To move from commitment to tangible actions that benefits employees and communities, there are four systems-based levels to corporate change that should serve as foundational for agencies, media owners, and brands as they evaluate risks and progress:
- Practices: Every day behaviors concerning how people are expected to treat each other, acknowledge contributions, or celebrate social identity. Example: Earlier this year, LinkedIn – recognizing that DE&I work requires specialized knowledge and in an effort to show mutual respect to leaders – agreed to pay its employee resource group (ERG) leads.
- Processes: Ways of working, such as performance reviews, not being set to a “White” or “European” standard of culture, speech, dress, or attitude. Example: The Martin Agency – accustomed to topping best-in-class lists and continually praised for its culturally-attuned work – created The Visibility Brief. The agency describes it as “an open-source tool designed to check bias blind spots and illuminate insights in a way that also broadens our perspectives and inspires more representative work.”
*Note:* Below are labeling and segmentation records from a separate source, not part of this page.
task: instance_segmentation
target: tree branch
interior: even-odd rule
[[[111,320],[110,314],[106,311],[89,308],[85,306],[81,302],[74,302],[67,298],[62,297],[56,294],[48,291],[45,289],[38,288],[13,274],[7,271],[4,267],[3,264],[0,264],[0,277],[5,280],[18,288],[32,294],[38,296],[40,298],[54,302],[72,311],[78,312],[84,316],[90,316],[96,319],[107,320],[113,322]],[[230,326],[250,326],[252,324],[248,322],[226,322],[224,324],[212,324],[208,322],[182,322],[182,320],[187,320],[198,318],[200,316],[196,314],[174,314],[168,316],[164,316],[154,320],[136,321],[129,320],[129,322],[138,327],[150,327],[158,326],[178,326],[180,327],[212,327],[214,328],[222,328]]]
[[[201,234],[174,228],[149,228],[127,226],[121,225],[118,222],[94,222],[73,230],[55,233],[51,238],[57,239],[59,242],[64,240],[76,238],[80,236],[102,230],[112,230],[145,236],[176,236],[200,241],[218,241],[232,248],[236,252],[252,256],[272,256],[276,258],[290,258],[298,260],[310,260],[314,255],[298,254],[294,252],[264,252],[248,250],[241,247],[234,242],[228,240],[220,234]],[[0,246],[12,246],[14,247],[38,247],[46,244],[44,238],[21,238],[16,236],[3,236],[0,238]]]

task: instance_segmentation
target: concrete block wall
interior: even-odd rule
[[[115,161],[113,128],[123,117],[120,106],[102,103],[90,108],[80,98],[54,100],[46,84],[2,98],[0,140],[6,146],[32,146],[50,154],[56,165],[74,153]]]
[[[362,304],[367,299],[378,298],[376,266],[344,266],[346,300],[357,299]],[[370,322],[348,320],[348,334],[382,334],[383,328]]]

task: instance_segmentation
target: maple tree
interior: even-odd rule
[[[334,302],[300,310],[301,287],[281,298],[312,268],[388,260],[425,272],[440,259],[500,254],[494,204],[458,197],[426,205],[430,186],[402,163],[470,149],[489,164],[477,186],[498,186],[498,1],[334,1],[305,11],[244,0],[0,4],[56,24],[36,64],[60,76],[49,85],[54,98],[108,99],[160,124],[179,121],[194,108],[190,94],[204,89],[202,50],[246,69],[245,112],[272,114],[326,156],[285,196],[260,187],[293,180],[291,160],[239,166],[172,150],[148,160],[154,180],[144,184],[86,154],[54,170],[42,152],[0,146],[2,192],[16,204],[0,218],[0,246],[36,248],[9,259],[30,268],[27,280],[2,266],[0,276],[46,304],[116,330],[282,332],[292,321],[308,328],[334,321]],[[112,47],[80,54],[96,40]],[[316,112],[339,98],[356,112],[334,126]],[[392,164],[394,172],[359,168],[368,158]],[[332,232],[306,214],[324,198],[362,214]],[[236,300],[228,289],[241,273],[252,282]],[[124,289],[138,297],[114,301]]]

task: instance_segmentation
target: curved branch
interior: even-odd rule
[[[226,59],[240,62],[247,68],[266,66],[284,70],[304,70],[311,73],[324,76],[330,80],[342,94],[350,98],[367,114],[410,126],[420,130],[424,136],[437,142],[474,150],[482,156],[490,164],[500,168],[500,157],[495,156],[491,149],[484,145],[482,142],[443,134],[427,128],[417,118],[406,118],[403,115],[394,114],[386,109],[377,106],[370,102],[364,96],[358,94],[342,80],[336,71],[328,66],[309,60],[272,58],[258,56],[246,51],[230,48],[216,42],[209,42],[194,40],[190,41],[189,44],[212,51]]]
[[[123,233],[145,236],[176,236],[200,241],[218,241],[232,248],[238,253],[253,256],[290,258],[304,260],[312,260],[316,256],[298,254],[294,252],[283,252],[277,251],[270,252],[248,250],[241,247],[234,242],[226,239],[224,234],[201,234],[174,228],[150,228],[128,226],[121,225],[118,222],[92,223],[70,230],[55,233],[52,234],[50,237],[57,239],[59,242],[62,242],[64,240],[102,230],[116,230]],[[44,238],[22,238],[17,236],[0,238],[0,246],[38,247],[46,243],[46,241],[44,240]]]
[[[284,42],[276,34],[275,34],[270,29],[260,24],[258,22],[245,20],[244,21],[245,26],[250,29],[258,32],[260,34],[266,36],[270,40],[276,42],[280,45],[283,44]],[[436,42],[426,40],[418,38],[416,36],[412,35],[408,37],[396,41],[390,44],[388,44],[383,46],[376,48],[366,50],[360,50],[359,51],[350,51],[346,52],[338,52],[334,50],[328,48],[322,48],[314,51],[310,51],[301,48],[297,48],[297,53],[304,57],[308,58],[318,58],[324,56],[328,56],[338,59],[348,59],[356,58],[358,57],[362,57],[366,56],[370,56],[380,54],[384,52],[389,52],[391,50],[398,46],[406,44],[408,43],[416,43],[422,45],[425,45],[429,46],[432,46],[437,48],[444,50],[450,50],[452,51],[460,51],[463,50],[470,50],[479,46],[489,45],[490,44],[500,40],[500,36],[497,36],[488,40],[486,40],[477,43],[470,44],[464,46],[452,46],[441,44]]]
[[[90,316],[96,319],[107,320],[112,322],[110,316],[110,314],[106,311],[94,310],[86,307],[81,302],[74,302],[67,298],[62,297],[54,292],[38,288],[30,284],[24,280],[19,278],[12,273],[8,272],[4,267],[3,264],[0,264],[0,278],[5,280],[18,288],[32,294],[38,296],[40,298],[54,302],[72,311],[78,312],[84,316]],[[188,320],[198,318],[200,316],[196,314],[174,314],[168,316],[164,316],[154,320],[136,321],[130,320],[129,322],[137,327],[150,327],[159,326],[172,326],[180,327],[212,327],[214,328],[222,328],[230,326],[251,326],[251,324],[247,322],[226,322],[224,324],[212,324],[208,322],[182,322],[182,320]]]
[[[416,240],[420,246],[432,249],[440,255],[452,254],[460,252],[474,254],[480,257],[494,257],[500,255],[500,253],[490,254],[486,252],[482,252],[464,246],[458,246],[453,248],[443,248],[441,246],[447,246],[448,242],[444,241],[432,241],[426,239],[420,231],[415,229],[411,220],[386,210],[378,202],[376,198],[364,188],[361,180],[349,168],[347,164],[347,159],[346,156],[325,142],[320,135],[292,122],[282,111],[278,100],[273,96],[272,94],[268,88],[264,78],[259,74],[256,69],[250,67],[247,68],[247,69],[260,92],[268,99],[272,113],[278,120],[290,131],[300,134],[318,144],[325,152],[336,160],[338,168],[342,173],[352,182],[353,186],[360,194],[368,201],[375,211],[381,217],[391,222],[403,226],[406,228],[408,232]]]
- Policies: Revised or new governance rules, incentives (for impact), and penalties (for inaction or poor results), concerning issues like who gets to represent the company in media for interviews or speaking engagements. Example: Netflix has embraced salary transparency for a number of years, in addition to increasing its commitment to DE&I content.
- Programs: Bringing greater diversity to initiatives like internship cohorts, mentoring and product sourcing, and also prioritizing unconscious bias training. Example: Sephora, in addition to its pledge to source 15% of its products from Black-owned brands, has re-thought its in-person retail experience to eliminate bias for both customers and affected employees.
One year later, the world for prominent corporations and brands is a somewhat different place, a place where DE&I is becoming more embedded inside and outside the organization, instead of primarily sitting in HR or falling on the shoulders of a lone Chief Diversity Officer. As brands move forward, they have to continue to reframe how they think about this new awareness, as it’s no longer simply about providing the proverbial seat at the table, but empowering that seat and embracing it as the path to the future.
To align with expectations of communities, leaders should adopt the mindset to:
- Pursue a path to progress, not perfection.
- Acknowledge that DE&I advisement from employees is a skill and an expertise that requires mutual respect and compensation as a consulting function.
- Listen to employees and do what they ask, instead of what management “feels” is right;
- Recognize DE&I is about change management and a business growth imperative, not HR or hiring targets.
- Understand that investing in DE&I reduces corporate risks and increases cultural relevancy, and should carry penalties rather than just incentives.
Yes, this time is proving to be different. But the way it will stay different, and continue momentum, is through sustained focus on evolving corporate system design to make anti-racism and social justice a part of future-proofing an organization.